Sappers Patrick Azimkar and Mark Quinsey were shot in Antrim
Earlier in his adjourned bail application, the court heard that two masked gunmen fired more than 60 rounds at the victims before escaping in a waiting car.
It was later found partially burnt out in Randalstown, with forensic examinations carried out on the tip of a glove retrieved from the front passenger side of a vehicle said to have been purchased in the previous month.
Mixed profiles from up to three people were also found on a seatbelt buckle. A forensic scientist concluded that one of them could have come from Duffy, according to the prosecution.
Further searches of a glove compartment located the same type of ammunition used in the attack, while a bag found in the boot contained camouflage jackets, trousers and more bullets, the court heard.
Opposing bail, Crown counsel said: "This is also clearly one of the most serious offences to take place in this jurisdiction in 10 years.
"It involved two deceased and four seriously injured people."
Duffy's lawyer claimed only a tenuous case existed against the accused.
He argued that despite a preliminary inquiry being scheduled for next month, there was little chance of Duffy standing trial before next autumn.

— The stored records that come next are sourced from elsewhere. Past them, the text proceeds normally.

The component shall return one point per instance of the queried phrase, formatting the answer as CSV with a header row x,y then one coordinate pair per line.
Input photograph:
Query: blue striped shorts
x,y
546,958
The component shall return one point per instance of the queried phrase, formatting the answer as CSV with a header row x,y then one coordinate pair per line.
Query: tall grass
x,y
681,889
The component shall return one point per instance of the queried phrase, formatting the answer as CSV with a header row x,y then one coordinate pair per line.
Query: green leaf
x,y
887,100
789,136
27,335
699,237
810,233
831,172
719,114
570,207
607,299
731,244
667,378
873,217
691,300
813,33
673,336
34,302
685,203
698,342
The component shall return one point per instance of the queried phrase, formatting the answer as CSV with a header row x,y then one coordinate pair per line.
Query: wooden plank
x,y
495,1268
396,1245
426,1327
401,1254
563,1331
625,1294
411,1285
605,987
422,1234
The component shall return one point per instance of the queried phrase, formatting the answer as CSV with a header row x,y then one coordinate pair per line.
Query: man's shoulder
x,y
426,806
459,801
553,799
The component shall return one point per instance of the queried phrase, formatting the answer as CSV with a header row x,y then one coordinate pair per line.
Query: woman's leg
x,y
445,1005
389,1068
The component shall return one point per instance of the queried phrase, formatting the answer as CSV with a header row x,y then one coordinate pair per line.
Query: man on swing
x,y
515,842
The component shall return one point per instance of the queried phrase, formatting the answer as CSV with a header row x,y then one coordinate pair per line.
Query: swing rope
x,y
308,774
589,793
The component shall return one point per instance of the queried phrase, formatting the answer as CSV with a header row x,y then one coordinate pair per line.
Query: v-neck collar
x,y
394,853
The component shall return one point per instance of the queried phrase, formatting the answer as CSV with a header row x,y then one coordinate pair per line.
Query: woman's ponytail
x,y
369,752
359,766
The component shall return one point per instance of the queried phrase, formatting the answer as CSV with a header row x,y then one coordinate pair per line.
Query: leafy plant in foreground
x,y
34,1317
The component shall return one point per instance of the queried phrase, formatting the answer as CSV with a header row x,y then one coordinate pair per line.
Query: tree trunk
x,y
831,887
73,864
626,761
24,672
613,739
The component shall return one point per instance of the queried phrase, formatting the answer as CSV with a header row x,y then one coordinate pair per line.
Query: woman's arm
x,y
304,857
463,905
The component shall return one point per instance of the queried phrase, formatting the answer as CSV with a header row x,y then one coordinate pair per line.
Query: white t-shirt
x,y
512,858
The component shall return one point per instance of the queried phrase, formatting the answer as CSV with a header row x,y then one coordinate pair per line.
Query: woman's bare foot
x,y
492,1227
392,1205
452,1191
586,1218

The lawyer also raised issues around difficulties with legal aid to obtain a forensic expert, and pointed out that his client has not been charged with membership of any outlawed organisation.
He added: "Prior to the arrest of Mr Duffy for these offences as alleged Mr Duffy has never been charged, far less questioned, far less arrested, far less any finger of suspicion pointed by police giving rise to investigation into Mr Duffy in relation to dissident republican activity.
"Mr Duffy was himself subject to dissident republican threats in his past."
However, Mr Justice Weatherup ruled that the balance fell against releasing the accused due to a combination of the seriousness of the charges, the ongoing threat by the dissidents blamed, and the likely gravity of any new crimes that could be committed.